Our results show that the species delimitation methods support the phylogenetic hypotheses one and five with higher posterior probabilities, suggesting that R. sumichrasti is a complex of multiple species. In both hypotheses, clade I was identified as a distinct species, as this result was congruent among the three species delimitation methods. Recognition of clade I at the species level has been suggested previously due to its position in the molecular phylogenies (Sullivan et al. 2000; Hardy et al. 2013), and to the P-distances to the remaining clades (6.15 % to 9.10 %; Hardy et al. 2013). We agree with this species-level suggestion since this clade was placed as an independent sister lineage to the other clades of R. sumichrasti in our phylogenetic trees and also showed the highest genetic divergence (both K2P and P-distances) compared to clades II-IV. The populations belonging to this clade are distributed southeast of the Isthmus of Tehuantepec, from the Sierra Madre de Chiapas, México to western Panama (Hall 1981), and were the first to diverge from a common ancestor ~2.15 Ma. This mean age is close to that reported by Hardy et al (2013; ~2.56 Ma), placing the species diversification within R. sumichrasti at the Plio-Pleistocene boundary (see discussion below).
The proposal that clade I evolved independently was better supported by molecular data than by ecological data. The environmental niche space that this clade occupies predicted the potential distribution areas of the remaining clades with high percentages, although the inverse was not true. In general, R. sumichrasti sensu lato inhabits brush and grass in pine-oak and cloud forests throughout its geographical distribution. However, Hooper (1952) reported a greater diversity of habitats for the subspecies that encompass clade I, particularly for R. s. dorsalis and R. s. australis. This apparently broad environmental range could explain the high percentages of predictability we found, which was also evidenced in the canonical analysis. Nevertheless, non-equivalency of niche was found in the niche identity test. The remaining ecological analyses showed a relatively high similarity between this clade and clades II-IV, suggesting that their differentiation at the species level within R. sumichrasti sensu lato was more favored by geography than by ecology (Peterson et al. 1999).
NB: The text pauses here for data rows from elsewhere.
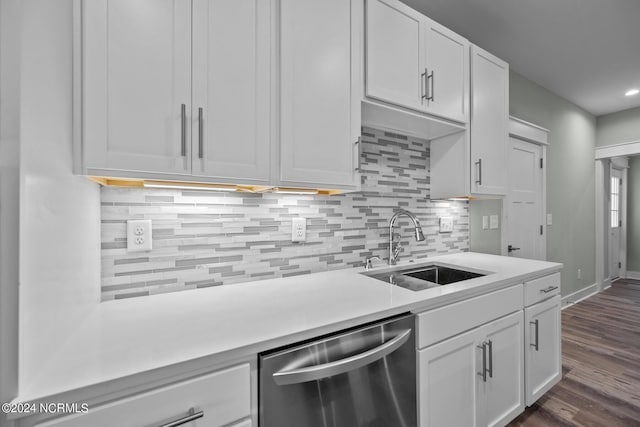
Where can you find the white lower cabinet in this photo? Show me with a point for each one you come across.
(223, 397)
(475, 378)
(503, 390)
(543, 348)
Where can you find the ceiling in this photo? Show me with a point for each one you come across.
(586, 51)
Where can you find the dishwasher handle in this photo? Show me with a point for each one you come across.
(312, 373)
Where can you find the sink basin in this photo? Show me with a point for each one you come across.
(423, 277)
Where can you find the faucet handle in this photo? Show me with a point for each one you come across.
(368, 263)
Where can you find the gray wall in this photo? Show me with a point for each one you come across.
(484, 241)
(570, 177)
(623, 126)
(633, 215)
(9, 197)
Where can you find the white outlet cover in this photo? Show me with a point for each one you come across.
(139, 238)
(298, 229)
(446, 224)
(493, 222)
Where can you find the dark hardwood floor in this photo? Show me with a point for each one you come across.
(600, 361)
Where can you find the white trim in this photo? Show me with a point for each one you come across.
(528, 131)
(580, 295)
(524, 122)
(620, 162)
(617, 150)
(601, 215)
(633, 275)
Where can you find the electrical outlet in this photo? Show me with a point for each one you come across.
(139, 235)
(485, 222)
(446, 224)
(298, 229)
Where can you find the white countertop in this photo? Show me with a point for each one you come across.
(120, 338)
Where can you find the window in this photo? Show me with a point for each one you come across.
(615, 202)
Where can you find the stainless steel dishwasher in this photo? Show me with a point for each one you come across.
(363, 377)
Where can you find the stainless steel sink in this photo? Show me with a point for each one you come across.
(417, 278)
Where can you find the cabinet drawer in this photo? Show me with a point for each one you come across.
(541, 289)
(222, 396)
(441, 323)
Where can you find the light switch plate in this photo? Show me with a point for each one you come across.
(298, 229)
(493, 222)
(446, 224)
(485, 222)
(139, 235)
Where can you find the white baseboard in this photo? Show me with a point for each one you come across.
(579, 295)
(635, 275)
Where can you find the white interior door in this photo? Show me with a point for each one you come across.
(616, 221)
(524, 201)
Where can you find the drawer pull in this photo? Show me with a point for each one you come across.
(193, 414)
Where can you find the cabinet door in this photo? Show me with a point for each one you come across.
(448, 384)
(489, 122)
(543, 358)
(320, 115)
(504, 388)
(136, 85)
(231, 87)
(394, 57)
(447, 63)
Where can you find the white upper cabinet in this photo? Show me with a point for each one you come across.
(489, 122)
(177, 89)
(231, 83)
(414, 62)
(447, 77)
(474, 163)
(137, 85)
(394, 63)
(320, 83)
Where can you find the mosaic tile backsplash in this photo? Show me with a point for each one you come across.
(203, 239)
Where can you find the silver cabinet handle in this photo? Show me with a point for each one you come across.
(431, 77)
(479, 164)
(200, 133)
(483, 374)
(193, 414)
(490, 344)
(312, 373)
(535, 344)
(183, 130)
(358, 145)
(423, 86)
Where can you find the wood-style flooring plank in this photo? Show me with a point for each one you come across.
(600, 386)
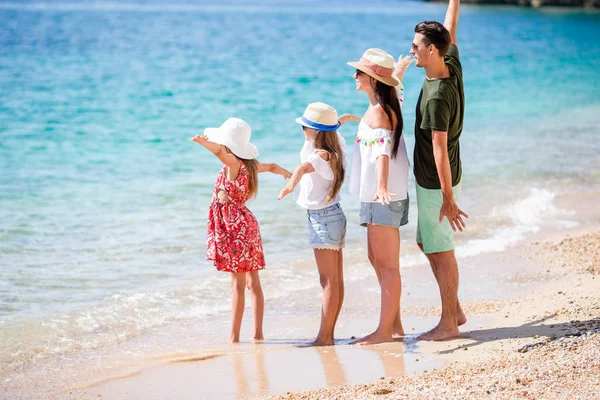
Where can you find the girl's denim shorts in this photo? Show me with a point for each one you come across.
(327, 228)
(394, 214)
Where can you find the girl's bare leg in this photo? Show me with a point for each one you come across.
(340, 269)
(258, 302)
(328, 273)
(238, 302)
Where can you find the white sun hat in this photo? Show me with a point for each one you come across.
(319, 116)
(235, 134)
(378, 65)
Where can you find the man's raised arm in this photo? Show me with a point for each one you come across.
(451, 21)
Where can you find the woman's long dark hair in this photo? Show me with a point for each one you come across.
(329, 142)
(387, 96)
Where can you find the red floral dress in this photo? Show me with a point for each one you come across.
(234, 242)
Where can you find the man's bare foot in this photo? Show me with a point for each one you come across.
(373, 338)
(439, 333)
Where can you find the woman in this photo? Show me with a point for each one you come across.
(379, 177)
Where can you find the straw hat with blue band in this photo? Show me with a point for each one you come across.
(319, 116)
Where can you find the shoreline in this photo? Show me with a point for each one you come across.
(549, 350)
(495, 292)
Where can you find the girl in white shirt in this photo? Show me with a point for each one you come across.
(321, 174)
(379, 177)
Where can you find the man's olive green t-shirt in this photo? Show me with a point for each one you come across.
(441, 107)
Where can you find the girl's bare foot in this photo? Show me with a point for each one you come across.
(373, 338)
(259, 338)
(440, 333)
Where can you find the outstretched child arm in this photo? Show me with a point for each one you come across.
(304, 168)
(274, 169)
(228, 159)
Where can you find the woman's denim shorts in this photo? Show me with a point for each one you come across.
(327, 228)
(394, 214)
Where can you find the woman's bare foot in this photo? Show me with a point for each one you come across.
(397, 331)
(319, 342)
(440, 333)
(398, 334)
(461, 318)
(373, 338)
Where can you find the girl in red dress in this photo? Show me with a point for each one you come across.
(234, 243)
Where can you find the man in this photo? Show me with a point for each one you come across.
(438, 125)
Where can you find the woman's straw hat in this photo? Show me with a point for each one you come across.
(235, 134)
(319, 116)
(378, 65)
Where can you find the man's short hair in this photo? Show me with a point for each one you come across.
(435, 34)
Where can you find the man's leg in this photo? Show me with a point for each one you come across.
(436, 240)
(461, 318)
(445, 269)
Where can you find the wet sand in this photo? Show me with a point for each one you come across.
(533, 332)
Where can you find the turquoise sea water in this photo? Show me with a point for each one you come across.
(103, 198)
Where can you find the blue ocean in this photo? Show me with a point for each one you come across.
(104, 198)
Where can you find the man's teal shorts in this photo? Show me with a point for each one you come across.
(435, 237)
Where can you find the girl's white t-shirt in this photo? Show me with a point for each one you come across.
(369, 145)
(314, 187)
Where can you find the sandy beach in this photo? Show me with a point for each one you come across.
(533, 332)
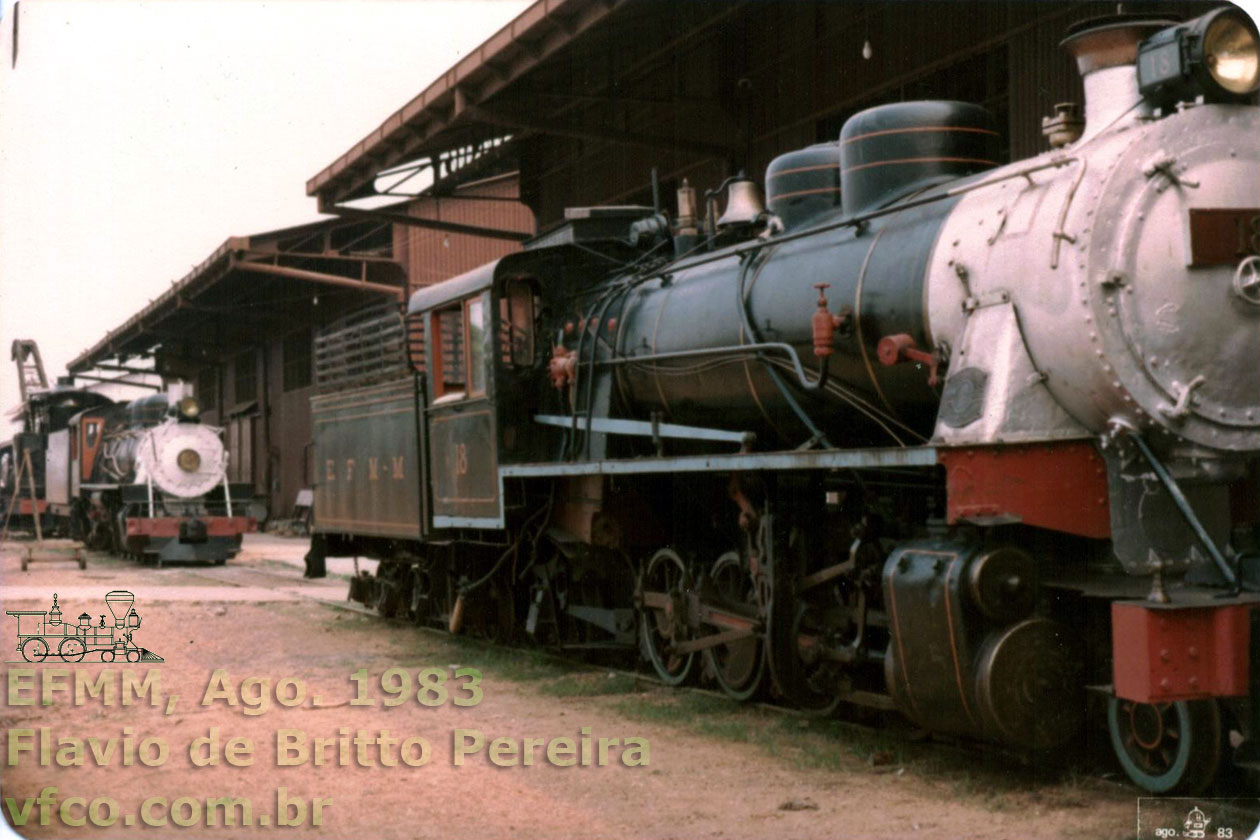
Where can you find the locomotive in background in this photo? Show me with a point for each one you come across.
(1012, 477)
(144, 479)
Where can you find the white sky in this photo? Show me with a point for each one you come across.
(135, 136)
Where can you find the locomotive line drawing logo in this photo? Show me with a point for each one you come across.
(1196, 824)
(43, 636)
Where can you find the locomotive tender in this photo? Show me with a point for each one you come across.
(970, 441)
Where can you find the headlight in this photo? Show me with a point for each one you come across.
(1230, 53)
(188, 460)
(1214, 57)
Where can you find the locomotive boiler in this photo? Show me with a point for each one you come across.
(144, 479)
(975, 442)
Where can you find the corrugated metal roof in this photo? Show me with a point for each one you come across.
(442, 113)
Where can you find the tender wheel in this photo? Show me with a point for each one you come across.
(72, 650)
(740, 665)
(663, 625)
(34, 650)
(1167, 747)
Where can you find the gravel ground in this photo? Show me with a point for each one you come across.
(712, 770)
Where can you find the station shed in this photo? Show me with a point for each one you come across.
(592, 95)
(241, 325)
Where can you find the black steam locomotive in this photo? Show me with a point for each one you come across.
(144, 479)
(975, 442)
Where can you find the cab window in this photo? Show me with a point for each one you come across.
(447, 331)
(517, 324)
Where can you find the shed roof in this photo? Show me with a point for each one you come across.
(248, 289)
(500, 88)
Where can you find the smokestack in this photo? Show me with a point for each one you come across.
(1106, 56)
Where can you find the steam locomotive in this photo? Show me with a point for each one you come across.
(144, 479)
(973, 442)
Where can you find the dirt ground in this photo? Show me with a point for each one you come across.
(712, 770)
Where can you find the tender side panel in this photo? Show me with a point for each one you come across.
(464, 465)
(367, 472)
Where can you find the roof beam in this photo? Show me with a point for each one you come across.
(584, 132)
(416, 222)
(320, 277)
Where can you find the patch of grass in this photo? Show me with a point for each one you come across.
(589, 685)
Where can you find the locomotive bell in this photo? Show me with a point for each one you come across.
(744, 203)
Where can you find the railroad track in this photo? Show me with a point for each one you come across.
(245, 576)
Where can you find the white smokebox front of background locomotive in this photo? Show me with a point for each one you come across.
(185, 460)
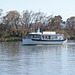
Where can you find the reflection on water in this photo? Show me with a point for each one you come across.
(16, 59)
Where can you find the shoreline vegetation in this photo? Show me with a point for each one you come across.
(14, 26)
(11, 39)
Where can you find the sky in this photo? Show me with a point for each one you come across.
(65, 8)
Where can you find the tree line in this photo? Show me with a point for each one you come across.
(14, 24)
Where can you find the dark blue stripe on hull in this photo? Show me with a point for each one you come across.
(48, 40)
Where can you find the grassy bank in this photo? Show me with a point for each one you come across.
(6, 39)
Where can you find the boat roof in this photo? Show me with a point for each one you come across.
(35, 33)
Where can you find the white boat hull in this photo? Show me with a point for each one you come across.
(43, 42)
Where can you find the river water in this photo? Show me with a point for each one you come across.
(16, 59)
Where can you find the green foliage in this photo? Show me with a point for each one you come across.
(15, 26)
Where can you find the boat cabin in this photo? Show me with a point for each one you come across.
(45, 36)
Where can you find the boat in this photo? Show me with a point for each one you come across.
(44, 38)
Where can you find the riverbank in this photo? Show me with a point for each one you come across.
(6, 39)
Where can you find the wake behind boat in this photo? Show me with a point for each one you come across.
(45, 38)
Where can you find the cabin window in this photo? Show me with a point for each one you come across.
(34, 36)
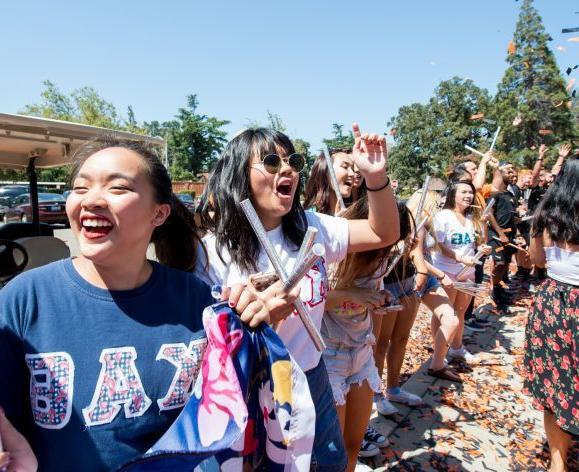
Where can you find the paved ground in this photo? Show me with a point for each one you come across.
(487, 424)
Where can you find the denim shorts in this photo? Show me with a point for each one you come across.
(329, 452)
(432, 283)
(348, 366)
(400, 289)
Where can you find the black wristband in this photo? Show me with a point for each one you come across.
(380, 188)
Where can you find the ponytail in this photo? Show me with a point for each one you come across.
(176, 240)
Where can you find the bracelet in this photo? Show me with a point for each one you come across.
(380, 188)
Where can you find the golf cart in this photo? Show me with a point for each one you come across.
(32, 143)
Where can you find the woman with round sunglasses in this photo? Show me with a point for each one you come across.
(91, 346)
(234, 251)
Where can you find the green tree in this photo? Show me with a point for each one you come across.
(531, 96)
(84, 105)
(193, 140)
(428, 137)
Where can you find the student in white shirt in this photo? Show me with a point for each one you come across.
(454, 227)
(262, 164)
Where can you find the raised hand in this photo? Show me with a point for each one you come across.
(370, 155)
(564, 150)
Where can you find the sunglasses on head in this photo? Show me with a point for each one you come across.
(273, 163)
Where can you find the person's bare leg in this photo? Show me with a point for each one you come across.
(341, 410)
(383, 339)
(358, 410)
(444, 324)
(559, 442)
(461, 303)
(399, 339)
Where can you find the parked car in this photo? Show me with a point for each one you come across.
(3, 210)
(11, 191)
(188, 201)
(51, 209)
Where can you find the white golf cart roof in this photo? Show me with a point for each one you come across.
(52, 142)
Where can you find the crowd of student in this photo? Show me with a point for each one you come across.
(71, 323)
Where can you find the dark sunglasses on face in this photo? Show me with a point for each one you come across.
(273, 163)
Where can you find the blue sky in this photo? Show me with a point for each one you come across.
(312, 62)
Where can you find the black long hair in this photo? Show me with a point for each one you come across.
(176, 240)
(229, 185)
(318, 187)
(558, 212)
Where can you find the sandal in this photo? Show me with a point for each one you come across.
(446, 373)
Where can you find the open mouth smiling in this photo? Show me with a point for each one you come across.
(94, 227)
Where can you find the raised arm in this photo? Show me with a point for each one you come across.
(564, 151)
(481, 173)
(382, 228)
(538, 166)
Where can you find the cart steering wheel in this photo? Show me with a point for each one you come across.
(9, 267)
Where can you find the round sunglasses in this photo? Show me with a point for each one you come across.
(273, 163)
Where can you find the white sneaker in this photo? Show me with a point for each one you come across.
(405, 397)
(368, 449)
(463, 355)
(384, 407)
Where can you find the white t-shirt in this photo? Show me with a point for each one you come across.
(333, 234)
(460, 238)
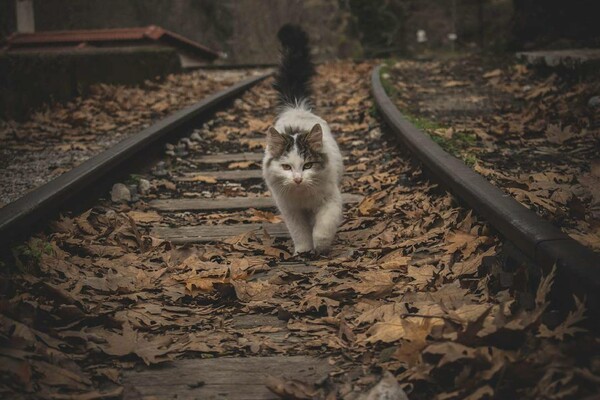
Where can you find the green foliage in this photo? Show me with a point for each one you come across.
(27, 257)
(388, 86)
(460, 145)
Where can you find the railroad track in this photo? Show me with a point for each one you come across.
(538, 240)
(168, 254)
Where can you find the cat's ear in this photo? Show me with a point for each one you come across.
(275, 142)
(315, 138)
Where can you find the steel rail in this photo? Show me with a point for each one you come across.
(21, 216)
(536, 238)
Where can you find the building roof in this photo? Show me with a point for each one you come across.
(105, 37)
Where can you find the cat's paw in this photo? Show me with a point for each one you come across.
(299, 250)
(322, 246)
(305, 255)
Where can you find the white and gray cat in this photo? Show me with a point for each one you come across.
(302, 165)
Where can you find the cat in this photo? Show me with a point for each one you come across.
(302, 165)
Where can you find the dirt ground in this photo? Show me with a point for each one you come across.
(415, 284)
(536, 135)
(59, 137)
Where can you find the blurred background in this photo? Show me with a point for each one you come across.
(57, 49)
(244, 30)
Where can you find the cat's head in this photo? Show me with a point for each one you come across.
(296, 157)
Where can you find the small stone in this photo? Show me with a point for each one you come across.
(160, 169)
(181, 150)
(594, 102)
(120, 193)
(133, 192)
(375, 133)
(196, 137)
(144, 186)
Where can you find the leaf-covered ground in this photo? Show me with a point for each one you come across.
(415, 284)
(59, 137)
(535, 135)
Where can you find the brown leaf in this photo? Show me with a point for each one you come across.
(290, 388)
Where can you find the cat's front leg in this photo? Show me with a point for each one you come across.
(298, 225)
(327, 219)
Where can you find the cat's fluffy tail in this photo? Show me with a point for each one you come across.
(292, 80)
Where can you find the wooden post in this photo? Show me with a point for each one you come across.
(25, 17)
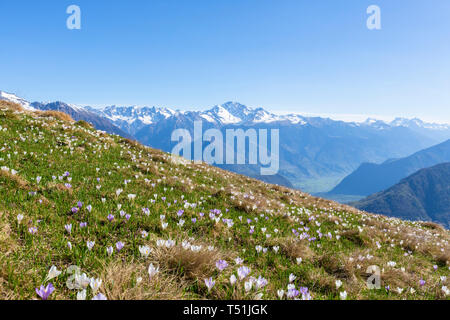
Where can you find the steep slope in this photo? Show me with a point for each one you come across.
(145, 225)
(370, 178)
(425, 195)
(78, 113)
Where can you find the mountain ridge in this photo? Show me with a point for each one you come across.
(424, 195)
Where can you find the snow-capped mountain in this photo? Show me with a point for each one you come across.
(13, 98)
(315, 153)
The species delimitation methods were not consistent in the delimitation of clades II, III, and IV. The single-locus bGMYC (Cyt-b) proposed that the three clades form a single species, while the multiple-loci BPP and STACEY (Cyt-b + Fgb-I7 + Acp5) considered each clade as a distinct species. Molecular delimitation methods are considered a valuable complement to taxonomy based on morphological traits and are often used as part of an integrative approach to validate putative species (Luo et al. 2018). The three delimitation methods used in our study have been recognized for their high performance for this purpose (Jones 2017; Luo et al. 2018), but only two of them (BPP and STACEY) were consistent in this work. The performance and accuracy of each method can be affected by factors including both biological (variation in population size, uninterrupted gene flow) and methodological (input tree), among others, so they can over or underestimate the number of species (Rannala 2015; Luo et al. 2018). For this reason, the use of different molecular delimitation methods is highly recommended with species hypotheses based on the congruence among them (Carstens et al. 2013). In accordance with this suggestion, Hypothesis five (which is based on multiple loci) should be accepted and therefore each clade distributed west of the Isthmus of Tehuantepec constitutes a distinct species-level entity. Hypothesis five (Fig. 2) was also supported by the amount of Cyt-b genetic differentiation among clades. The K2P genetic distance values between pairwise clades II-III, II-IV, and III-IV were 6.07, 5.43, and 6.67, respectively, which are greater than the 5 % value associated with sister species recognition in mammals (Baker and Bradley 2006) including rodents (ranged from 2.70 % to 19.23 %; Bradley and Baker 2001).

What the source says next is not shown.